Powtarzano po całej Warszawie, jak to sławny aktor Żółkowski uczył grzeczności francuskiego oficera. Żółkowski był stałym bywalcem kawiarni „Na Suchym Lesie” przy ulicy Długiej, gdzie się w owych latach codziennie zbierała brać aktorska i literacka. Wiele osób przychodziło, aby popatrzeć na ludzi znanych w mieście i w ich towarzystwie wypić szklankę ponczu czy kawy. Kawiarnia miała trzy pokoje.

Pewnego dnia Żółkowski, Otoczony gronem wielbicieli, siedział w pierwszym pokoju, podczas gdy w ostatnim czytał gazetę Ludwik Dmuszewski, znany aktor i literat. Wtem wchodzi oficer francuski w kapeluszu na głowie i nie zdejmując go każe sobie podać kawę. Oburzyło to obecnych, nikt jednak nie śmiał zwrócić mu uwagi.
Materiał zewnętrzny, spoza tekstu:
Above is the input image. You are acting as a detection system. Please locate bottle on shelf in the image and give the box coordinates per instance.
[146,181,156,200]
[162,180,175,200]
Wówczas odezwał się Żółkowski:
– Panowie jesteście obrażeni, a nie macie odwagi Francuza tego nauczyć grzeczności. Ja was wyręczę, ale musicie zapłacić za poncz, który wypijemy razem.
Z ogólnym aplauzem przyjęto propozycję, spodziewając się nowego kawału Żółkowskiego znanego ze swych wesołych pomysłów.
– Panie Dmuszewski! – zawołał Żółkowski na cały głos. – Jak się nazywa kapelusz, co go się na głowę nie kładzie, tylko pod pachą nosi?
– Chapeau bas – odpowiedział Dmuszewski z trzeciego pokoju.
Tak bowiem brzmiała nazwa kapelusza, a równocześnie słowa te znaczą „zdejm kapelusz”.
– Jak? – pytał głośniej Żółkowski.
– Chapeau bas – odpowiedział Dmuszewski także głośniej.
– Może głośniej, bo nie słyszę!
– Chapeau bas!! – wrzasnął już trochę zniecierpliwiony Dmuszewski po raz trzeci. Wówczas oficer, myśląc, że to się do niego stosuje, odkrył głowę.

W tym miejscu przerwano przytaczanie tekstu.